Rider and Jerid Matheson are the only two Board-certified, licensed occupational therapists in Mesquite. They both work for Mesa View Physical Therapy.
“Occupations are the term for our everyday activities. We look at your roles, your habits, and your routines to get you ‘back’ to where you were,” Rider said. During the course of treatment, he asks patients “what matters to you, versus what’s the matter with you.”
He explained that the scope of work with patients is very large. Some professionals in the field work with kids and some work with mentally-challenged patients. Rider and Matheson work mainly with older adults through MVPT on an outpatient basis, Mesa View Home Health or with Highland Manor nursing home patients.
After spending a large part of his working years as a sign language interpreter, Rider returned to school and received a Master’s degree in occupational therapy. He did an internship with MVPT and knew that’s where he wanted to work when he graduated. He and his wife have lived in Mesquite for about a year and a half.
Matheson, who lives in Logandale, has been in the field for about 10 years. Both men are licensed in Nevada and Arizona and often times treat home-health care patients in Scenic and Beaver Dam.
“We work with everything from the shoulder down to the tip of the fingers,” Rider said. “We have patients who have lost a finger and help them learn new ways of doing things. We work with people who have arthritis and teach them how to protect their joints and strengthen their surrounding muscles.”
Rider says occupational therapists look for what people do for fun. “Are they a golfer? A gardener? We look at those activities and try to help patients continue with the things they enjoy the most.”
He says the motto of OT is “to ‘live life to the fullest.’ So whatever is important to you, is important to us. Where is your quality of life?”
Rider and Matheson work with stroke patients or others who’ve had knee or hip replacement. “We work on what we call ‘aging in place’ in OT,” Rider said. “We want you to stay in your home as long as possible. Jerid and I are trained in home safety evaluation. We look at what kind of adaptations can keep you in your home longer and safely. We look at fall prevention. We look for hazards in the home and determine adaptations that are simple. We’re considered the health experts on adaptive equipment.”
Rider says OT specialists try to teach people to live with health conditions they have. “If someone has had a hip replacement for example, we’re going to work on them getting better. But in the meantime, we’re going to work with them on their ability to still dress themselves and live in their own home. My trunk is full of adaptive equipment people can use in their home to adapt to their situation. Our home evaluations walk people through their daily routine and see where they need to change things.”

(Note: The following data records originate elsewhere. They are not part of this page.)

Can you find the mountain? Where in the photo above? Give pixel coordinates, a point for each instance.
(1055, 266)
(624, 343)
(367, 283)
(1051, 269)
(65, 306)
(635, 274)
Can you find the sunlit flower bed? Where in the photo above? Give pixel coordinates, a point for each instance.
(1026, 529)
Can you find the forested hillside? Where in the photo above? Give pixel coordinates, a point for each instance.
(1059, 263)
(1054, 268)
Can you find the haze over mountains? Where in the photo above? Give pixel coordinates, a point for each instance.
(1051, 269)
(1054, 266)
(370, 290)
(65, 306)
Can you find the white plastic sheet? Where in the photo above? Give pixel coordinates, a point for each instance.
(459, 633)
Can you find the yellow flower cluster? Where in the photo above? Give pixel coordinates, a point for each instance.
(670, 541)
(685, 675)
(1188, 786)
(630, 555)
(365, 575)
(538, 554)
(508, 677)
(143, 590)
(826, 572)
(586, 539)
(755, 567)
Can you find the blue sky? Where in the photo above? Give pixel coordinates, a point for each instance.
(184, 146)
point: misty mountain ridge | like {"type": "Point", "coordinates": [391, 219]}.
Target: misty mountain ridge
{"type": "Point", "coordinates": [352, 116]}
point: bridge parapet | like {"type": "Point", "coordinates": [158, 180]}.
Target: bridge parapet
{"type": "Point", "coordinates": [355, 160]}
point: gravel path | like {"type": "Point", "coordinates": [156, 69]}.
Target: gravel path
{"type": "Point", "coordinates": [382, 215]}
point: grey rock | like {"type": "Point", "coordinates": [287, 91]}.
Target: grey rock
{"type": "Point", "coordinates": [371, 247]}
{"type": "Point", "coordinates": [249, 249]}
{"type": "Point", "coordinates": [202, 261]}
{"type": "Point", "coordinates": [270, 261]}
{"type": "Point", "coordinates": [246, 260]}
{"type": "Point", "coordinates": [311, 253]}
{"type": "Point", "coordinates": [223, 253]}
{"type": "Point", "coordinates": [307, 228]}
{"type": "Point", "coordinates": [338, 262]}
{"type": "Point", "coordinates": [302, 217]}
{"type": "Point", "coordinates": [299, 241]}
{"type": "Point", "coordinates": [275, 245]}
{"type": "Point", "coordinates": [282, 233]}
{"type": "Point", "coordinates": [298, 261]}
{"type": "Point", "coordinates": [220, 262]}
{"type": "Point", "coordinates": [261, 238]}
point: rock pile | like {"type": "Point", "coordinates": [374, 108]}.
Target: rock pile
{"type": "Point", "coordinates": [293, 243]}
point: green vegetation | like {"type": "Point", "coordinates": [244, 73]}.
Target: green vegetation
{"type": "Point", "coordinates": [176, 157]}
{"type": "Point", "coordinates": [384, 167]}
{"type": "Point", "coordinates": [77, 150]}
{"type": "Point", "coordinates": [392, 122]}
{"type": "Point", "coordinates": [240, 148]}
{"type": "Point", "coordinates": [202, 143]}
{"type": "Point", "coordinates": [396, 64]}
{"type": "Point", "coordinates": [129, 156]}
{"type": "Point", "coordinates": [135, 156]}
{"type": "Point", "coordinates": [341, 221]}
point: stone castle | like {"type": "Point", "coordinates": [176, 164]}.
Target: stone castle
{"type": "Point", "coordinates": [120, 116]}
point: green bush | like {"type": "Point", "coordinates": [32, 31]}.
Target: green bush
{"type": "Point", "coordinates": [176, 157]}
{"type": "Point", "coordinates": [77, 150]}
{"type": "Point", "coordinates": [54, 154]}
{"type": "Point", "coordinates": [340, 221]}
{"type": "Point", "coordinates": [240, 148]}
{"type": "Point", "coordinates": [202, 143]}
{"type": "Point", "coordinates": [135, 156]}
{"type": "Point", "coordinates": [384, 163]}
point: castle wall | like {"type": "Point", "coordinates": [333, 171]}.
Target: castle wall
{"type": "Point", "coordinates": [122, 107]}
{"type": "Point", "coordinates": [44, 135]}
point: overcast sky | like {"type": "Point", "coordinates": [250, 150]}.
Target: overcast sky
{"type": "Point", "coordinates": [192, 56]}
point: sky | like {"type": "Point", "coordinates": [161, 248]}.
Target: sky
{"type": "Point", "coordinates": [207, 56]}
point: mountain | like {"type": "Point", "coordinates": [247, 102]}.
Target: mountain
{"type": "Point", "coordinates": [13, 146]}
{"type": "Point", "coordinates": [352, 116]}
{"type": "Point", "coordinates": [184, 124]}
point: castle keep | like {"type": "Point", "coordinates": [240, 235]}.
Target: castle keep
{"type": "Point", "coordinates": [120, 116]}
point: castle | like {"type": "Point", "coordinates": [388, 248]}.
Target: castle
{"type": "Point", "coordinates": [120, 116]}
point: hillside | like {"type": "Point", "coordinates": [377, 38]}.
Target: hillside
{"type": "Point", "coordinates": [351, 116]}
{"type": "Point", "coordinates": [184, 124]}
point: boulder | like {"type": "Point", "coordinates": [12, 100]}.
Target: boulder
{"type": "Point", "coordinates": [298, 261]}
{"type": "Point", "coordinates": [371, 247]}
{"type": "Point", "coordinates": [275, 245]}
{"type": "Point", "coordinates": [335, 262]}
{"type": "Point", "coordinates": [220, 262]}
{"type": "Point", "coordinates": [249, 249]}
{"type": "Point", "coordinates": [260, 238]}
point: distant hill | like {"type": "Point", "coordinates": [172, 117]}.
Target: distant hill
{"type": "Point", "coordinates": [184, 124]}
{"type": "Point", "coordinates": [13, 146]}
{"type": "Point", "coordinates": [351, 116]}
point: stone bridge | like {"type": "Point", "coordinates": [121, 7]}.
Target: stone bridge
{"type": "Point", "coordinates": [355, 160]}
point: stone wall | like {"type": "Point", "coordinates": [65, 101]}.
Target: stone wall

Rider said that he and Matheson show people with arthritis, for example, how to use bigger handles on gardening equipment for instance or use golf clubs with bigger grips so they can continue to do what they love.
“All of our evaluations begin with determining what’s important to the person, what they can’t do that they want to do and then trying to help them reach the point where they can do what they love,” Rider said as he summed up what occupational therapy is really all about.